Tally sticks made of willow provided a solution. It relied on one of those systems of splitting something into two pieces that matched only each other, so a promissory note in any amount could be created - one half to the debtor, one to the creditor. No need to lug coins to the exchequer. People quickly figured out that the tally sticks themselves could be exchanged.
If you had a tally stock showing that Bishop Basset owed you £5, then unless you worried that he wasn't good for the money, the tally stock itself was worth close to £5 in its own right. If you wanted to buy something, you might well find that the seller would be pleased to accept the tally stock as a safe and convenient form of payment.

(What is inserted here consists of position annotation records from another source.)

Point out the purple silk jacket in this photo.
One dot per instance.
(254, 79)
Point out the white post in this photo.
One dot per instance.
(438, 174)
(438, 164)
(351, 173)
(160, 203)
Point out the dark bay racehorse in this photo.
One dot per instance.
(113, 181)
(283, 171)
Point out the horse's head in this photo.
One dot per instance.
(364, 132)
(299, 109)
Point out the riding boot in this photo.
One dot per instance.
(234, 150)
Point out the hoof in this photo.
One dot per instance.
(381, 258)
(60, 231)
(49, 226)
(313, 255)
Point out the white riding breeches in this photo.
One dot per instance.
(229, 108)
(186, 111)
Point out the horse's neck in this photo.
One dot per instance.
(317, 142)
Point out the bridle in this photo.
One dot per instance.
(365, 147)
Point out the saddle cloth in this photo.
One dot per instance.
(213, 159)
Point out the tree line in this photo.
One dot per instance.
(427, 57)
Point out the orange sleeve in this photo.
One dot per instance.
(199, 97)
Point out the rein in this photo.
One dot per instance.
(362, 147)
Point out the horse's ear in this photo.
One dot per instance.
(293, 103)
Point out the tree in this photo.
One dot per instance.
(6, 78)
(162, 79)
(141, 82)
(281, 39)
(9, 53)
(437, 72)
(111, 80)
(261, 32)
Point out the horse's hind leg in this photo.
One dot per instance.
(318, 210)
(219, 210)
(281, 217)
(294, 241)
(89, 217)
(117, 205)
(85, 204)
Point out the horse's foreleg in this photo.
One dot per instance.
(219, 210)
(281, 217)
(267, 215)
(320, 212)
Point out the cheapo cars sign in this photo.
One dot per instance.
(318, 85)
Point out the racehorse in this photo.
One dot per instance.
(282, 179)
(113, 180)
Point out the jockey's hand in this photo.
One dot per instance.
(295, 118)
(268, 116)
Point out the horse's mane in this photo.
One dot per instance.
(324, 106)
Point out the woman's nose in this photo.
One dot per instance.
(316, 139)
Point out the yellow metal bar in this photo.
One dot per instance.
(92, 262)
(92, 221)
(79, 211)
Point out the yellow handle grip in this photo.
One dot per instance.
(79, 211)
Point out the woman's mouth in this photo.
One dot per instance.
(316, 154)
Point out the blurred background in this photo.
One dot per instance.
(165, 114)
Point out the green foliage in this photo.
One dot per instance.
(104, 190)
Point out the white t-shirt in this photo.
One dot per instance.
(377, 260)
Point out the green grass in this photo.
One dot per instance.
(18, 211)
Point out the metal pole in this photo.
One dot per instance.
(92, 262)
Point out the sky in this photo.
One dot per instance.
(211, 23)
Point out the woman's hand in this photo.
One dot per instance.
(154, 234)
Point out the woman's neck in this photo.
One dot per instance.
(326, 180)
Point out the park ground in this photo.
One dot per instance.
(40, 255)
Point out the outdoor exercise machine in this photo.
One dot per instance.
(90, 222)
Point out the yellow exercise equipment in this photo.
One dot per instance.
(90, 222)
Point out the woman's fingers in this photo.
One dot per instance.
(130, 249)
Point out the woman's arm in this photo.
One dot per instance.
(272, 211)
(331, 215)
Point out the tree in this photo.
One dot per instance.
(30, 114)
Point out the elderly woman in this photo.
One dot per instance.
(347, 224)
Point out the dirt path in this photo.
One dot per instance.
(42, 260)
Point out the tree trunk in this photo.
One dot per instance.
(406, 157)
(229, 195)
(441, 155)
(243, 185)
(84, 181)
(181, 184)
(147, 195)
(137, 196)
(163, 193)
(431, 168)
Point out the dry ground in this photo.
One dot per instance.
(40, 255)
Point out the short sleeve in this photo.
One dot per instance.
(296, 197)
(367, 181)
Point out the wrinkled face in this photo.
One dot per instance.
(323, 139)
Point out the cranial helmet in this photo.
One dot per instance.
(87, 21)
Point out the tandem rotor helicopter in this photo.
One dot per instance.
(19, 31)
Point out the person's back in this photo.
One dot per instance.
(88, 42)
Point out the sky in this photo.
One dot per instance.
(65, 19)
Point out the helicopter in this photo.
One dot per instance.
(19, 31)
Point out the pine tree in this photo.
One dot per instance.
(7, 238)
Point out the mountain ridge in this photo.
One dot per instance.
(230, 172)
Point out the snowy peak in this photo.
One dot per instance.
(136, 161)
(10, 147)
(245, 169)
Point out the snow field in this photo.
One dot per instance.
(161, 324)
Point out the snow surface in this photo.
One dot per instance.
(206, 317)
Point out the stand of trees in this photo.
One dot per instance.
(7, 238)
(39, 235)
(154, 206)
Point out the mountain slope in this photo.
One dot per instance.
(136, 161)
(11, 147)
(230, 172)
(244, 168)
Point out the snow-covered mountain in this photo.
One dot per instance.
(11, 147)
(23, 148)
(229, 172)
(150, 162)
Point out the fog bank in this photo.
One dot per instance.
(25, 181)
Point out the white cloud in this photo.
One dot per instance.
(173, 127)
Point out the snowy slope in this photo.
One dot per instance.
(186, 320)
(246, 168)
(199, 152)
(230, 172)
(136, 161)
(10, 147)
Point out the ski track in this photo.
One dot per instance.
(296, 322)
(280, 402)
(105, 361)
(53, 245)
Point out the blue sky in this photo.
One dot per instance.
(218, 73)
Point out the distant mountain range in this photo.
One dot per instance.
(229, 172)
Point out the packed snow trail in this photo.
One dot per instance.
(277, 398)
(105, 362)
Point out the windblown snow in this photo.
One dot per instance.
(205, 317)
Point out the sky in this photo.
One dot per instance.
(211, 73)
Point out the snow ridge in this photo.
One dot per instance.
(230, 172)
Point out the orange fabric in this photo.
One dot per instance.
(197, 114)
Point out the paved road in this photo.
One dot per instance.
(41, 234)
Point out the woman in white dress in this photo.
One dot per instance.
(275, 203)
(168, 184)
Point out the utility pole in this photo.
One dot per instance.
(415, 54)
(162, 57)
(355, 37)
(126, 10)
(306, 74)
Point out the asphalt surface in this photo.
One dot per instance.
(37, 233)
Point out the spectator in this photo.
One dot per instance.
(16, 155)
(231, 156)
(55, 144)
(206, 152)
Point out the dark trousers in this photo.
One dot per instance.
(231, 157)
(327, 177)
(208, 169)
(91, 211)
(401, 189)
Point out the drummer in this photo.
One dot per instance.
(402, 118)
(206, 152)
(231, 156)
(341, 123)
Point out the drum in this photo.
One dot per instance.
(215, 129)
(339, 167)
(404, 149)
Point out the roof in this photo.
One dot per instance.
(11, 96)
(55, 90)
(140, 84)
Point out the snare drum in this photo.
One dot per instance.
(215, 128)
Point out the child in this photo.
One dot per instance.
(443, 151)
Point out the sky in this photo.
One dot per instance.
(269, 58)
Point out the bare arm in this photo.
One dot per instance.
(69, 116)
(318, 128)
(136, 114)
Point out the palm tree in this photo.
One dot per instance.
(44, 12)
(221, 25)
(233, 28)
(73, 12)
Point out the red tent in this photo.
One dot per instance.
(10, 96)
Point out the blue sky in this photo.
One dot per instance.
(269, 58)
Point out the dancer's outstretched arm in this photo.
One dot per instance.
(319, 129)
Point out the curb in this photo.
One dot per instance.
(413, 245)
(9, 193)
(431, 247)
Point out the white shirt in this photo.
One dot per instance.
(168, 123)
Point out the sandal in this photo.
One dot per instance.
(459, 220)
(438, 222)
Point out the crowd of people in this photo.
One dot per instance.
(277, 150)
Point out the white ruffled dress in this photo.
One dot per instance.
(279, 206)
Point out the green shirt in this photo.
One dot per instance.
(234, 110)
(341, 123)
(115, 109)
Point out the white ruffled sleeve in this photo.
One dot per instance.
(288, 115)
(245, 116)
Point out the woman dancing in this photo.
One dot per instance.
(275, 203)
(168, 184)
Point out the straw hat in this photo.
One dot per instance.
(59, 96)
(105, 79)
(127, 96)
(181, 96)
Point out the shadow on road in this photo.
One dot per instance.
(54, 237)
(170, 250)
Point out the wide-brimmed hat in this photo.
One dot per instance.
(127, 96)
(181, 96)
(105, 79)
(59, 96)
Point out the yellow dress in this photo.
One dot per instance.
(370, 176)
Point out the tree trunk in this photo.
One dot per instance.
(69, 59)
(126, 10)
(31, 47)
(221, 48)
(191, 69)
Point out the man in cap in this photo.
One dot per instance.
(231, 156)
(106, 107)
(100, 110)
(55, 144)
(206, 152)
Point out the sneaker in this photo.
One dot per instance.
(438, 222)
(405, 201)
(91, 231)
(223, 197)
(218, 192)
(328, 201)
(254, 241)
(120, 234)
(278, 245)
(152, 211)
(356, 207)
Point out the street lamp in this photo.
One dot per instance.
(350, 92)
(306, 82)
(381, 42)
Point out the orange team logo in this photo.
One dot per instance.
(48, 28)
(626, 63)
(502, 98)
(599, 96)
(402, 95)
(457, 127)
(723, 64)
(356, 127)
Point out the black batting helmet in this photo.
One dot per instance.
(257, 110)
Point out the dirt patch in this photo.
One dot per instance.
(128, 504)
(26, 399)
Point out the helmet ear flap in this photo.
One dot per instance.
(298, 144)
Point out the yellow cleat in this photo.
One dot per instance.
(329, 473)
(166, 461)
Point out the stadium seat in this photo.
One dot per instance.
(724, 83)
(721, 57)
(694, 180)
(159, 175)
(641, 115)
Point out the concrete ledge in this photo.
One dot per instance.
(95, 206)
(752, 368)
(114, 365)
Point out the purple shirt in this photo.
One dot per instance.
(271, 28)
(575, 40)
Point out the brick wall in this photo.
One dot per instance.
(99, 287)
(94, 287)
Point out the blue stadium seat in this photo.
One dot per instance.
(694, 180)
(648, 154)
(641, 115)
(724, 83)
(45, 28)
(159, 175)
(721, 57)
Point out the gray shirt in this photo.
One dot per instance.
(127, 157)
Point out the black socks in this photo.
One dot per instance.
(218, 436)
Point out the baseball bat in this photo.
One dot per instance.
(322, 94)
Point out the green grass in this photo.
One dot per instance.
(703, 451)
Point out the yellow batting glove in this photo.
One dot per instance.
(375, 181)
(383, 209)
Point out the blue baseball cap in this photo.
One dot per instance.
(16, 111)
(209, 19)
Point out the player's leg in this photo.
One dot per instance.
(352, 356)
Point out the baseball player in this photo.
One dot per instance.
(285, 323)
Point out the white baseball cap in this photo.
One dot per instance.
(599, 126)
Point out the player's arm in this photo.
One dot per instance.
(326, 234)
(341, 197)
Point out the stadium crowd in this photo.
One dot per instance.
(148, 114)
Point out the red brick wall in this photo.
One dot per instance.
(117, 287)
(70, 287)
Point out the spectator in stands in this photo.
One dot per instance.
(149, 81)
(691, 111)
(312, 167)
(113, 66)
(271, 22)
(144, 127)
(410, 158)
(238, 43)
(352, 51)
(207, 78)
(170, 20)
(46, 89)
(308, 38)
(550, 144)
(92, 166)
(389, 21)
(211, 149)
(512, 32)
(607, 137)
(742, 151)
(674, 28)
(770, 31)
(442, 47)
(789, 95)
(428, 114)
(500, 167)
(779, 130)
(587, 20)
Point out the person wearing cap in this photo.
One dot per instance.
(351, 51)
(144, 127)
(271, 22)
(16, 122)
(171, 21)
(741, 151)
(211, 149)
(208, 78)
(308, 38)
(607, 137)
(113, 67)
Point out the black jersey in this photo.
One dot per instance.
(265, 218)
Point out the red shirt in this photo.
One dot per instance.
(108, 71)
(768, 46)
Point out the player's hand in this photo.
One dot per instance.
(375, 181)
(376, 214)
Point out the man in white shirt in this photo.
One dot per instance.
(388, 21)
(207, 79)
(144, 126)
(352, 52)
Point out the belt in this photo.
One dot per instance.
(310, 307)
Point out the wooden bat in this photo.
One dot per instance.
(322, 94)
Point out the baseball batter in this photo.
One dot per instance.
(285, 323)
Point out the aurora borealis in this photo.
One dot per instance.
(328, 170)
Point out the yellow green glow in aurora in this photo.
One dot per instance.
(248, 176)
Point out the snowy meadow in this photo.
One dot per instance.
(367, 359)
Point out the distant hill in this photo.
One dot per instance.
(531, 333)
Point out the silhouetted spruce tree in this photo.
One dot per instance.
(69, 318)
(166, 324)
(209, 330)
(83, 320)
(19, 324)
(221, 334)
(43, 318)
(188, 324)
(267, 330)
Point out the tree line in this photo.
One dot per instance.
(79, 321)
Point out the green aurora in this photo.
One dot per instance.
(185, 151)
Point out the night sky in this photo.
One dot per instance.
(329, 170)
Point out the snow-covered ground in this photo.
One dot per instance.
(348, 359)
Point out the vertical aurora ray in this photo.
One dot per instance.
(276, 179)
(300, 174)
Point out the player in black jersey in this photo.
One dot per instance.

It ended rather badly, and with great irony in 1834. Parliament got rid of the system of tally sticks in the 1820s in order to make everyone record their transactions by ledger. Which was fine, except that they decided to burn the old tally sticks to celebrate the change to modernity, and burned them underneath the Houses of Parliament. You may have heard of the Great Fire of 1834 which destroyed those buildings.
To celebrate, it was decided to burn the sticks - six centuries of irreplaceable monetary records - in a coal-fired stove in the House of Lords, rather than letting parliamentary staff take them home for firewood. Burning a cartload or two of tally sticks in a coal-fired stove is a wonderful way to start a raging chimney fire. So it was that the House of Lords, then the House of Commons, and almost the entire Palace of Westminster - a building as old as the tally stick system itself - was burned to the ground.
The online history of the Houses of Parliament records this in less embarrassing fashion.
Badly? God himself must have devised so righteous and beautiful a punishment for an overweening legislature.
Amen, Brother Grim. Amen.
Was this intended as a parable about inflation? Seems to fit.